Un gain d’argent au préjudice de l’environnement
Alors que les entreprises de BTP avaient conclu des marchés d’évacuation de gravats au tarif réglementaire, il s’avère qu’elles écoulaient parallèlement les déblais sur des terrains publics et privés du secteur, « en trompant ou menaçant les propriétaires ». Une pratique répandue et juteuse puisque ces déversements sauvages leur revenaient « environ cinq fois moins cher ». Un gain d’argent et de temps puisque cela évitait aussi aux entreprises de se rendre dans l’une des neuf Installations de stockage des déchets inertes (ISDI) que compte le Var, bien qu’elles soient prévues à cet effet.
Si ce système prospère depuis des années, il a cependant occasionné au fil du temps une pollution visuelle et environnementale bien réelle ! À la suite du déversement « de centaines de milliers de mètres cubes de terre, de béton, de ferraille, de goudron », une vingtaine de sites auraient ainsi été « irrémédiablement défigurés ». Par ailleurs, la remise en état possible de quelques terrains induirait des frais considérables. Enfin, les gravats déversés n’ayant fait l’objet d’aucun traitement, il est à craindre que les sols soient en partie pollués par des produits dangereux pour la santé.
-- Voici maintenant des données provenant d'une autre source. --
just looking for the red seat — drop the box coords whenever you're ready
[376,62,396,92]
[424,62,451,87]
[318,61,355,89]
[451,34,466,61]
L’« éboulement » d’un système illégal
En quelques mois, les gendarmes de la S.R. et du groupement ont rassemblé un maximum de preuves pour faire tomber cette « mafia des déblais », multipliant les observations au sol mais aussi aériennes, avec l’aide de la Section aérienne de gendarmerie (SAG) de Hyères. Afin de maîtriser les aspects techniques du dossier, ils ont pu compter sur l’appui de la Direction régionale de l’environnement, de l’aménagement et du logement (DREAL) et de la Direction régionale des finances publiques (DRFIP).
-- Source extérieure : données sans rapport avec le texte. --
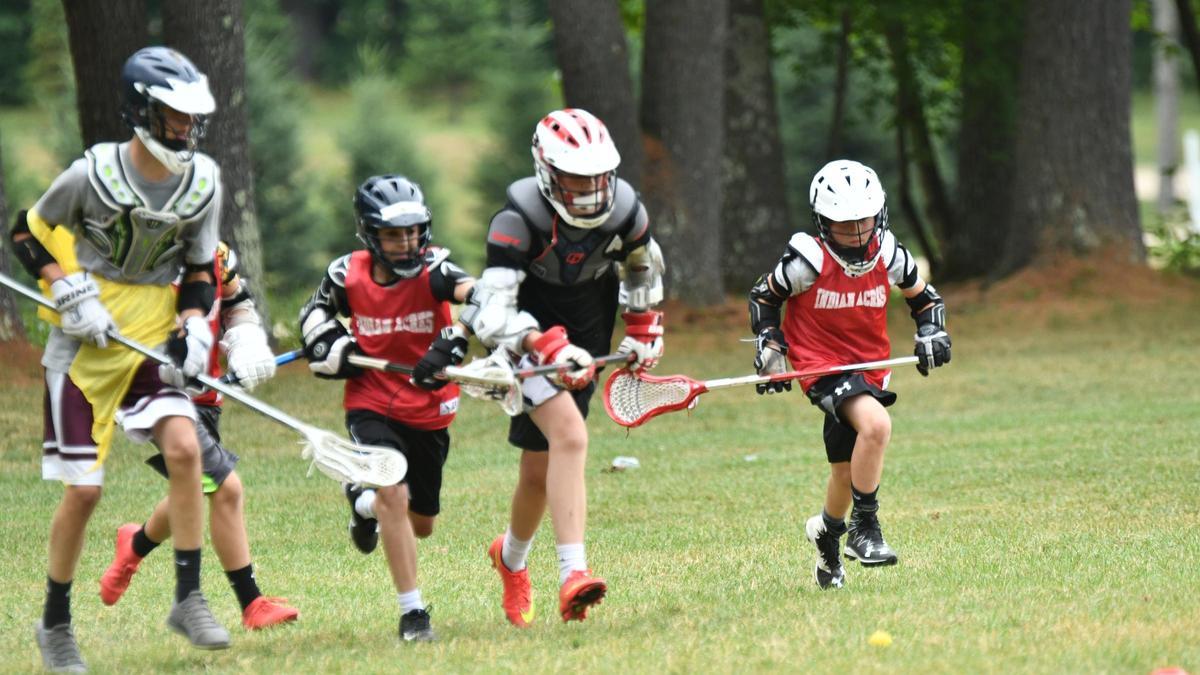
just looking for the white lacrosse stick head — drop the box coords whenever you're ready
[299,425,407,487]
[448,351,523,416]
Finalement, le 9 juin dernier, une vaste opération judiciaire a été lancée à travers le Var et les Alpes-Maritimes, mobilisant près de 200 gendarmes au total. Appuyés notamment par les agents de ces administrations, les gendarmes mobiles de Hyères et un hélicoptère, les enquêteurs ont perquisitionné les sièges de six sociétés de BTP et deux sites de travaux en cours. Sur place, onze personnes on été interpellées. Placées en garde à vue, elles ont dû s’expliquer sur les nombreuses qualifications retenues dans le cadre de l’information judiciaire : gestion irrégulière de déchets par personne physique et personne morale commise en bande organisée, abandon de déchets par personne physique et personne morale en bande organisée, escroquerie en bande organisée, blanchiment d’escroquerie en bande organisée, menace de mort, de crime ou délit sur un officier public, extorsion par violence, blanchiment de délit, travail dissimulé par dissimulation d’activité et par dissimulation de salariés.
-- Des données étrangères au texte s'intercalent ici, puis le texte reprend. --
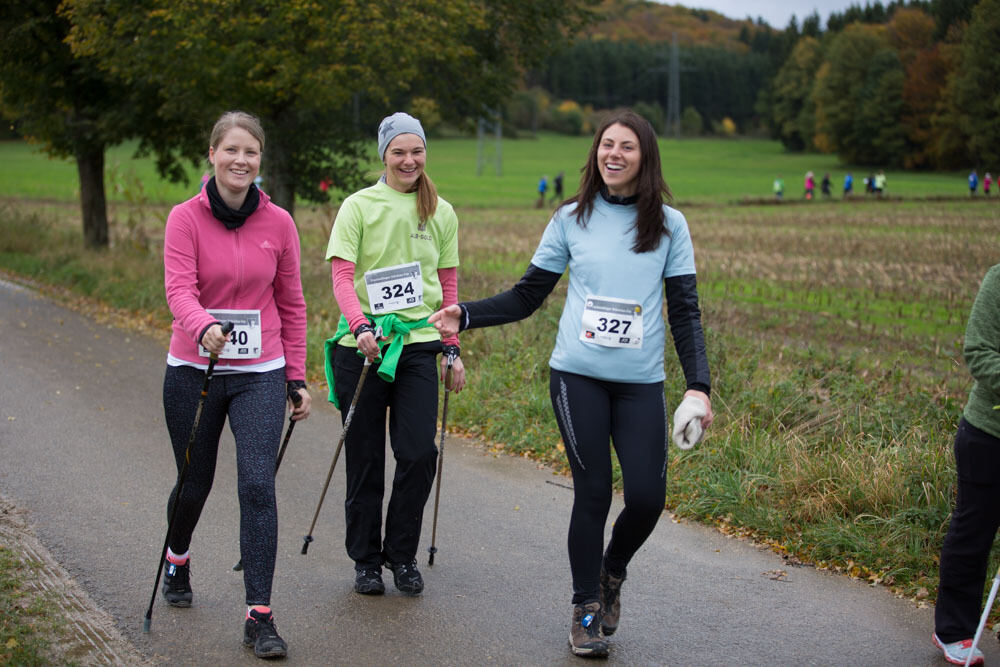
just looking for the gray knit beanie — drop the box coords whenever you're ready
[377,112,426,161]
En lien avec ces infractions, plus d’une centaine de véhicules et d’engins ont été saisis, dont 20 véhicules légers, 45 camions de chantier et tracteurs, 20 remorques et 21 engins de chantier (pelles mécaniques, tractopelles, concasseurs, etc.), un bus et un quad, soit une valeur totale d’environ trois millions d’euros.
Le système de dépôts illégaux était bien juteux, puisque plus de 200 000 euros ont également été appréhendés. Par ailleurs, les 11 individus ont été mis en examen. Quatre d’entre eux ont été écroués et les sept autres ont été placés sous contrôle judiciaire en attendant leur jugement. Les protagonistes encourent jusqu’à dix ans de prison et un million d’euros d’amende, sans compter les dommages et intérêts à verser face aux multiples préjudices.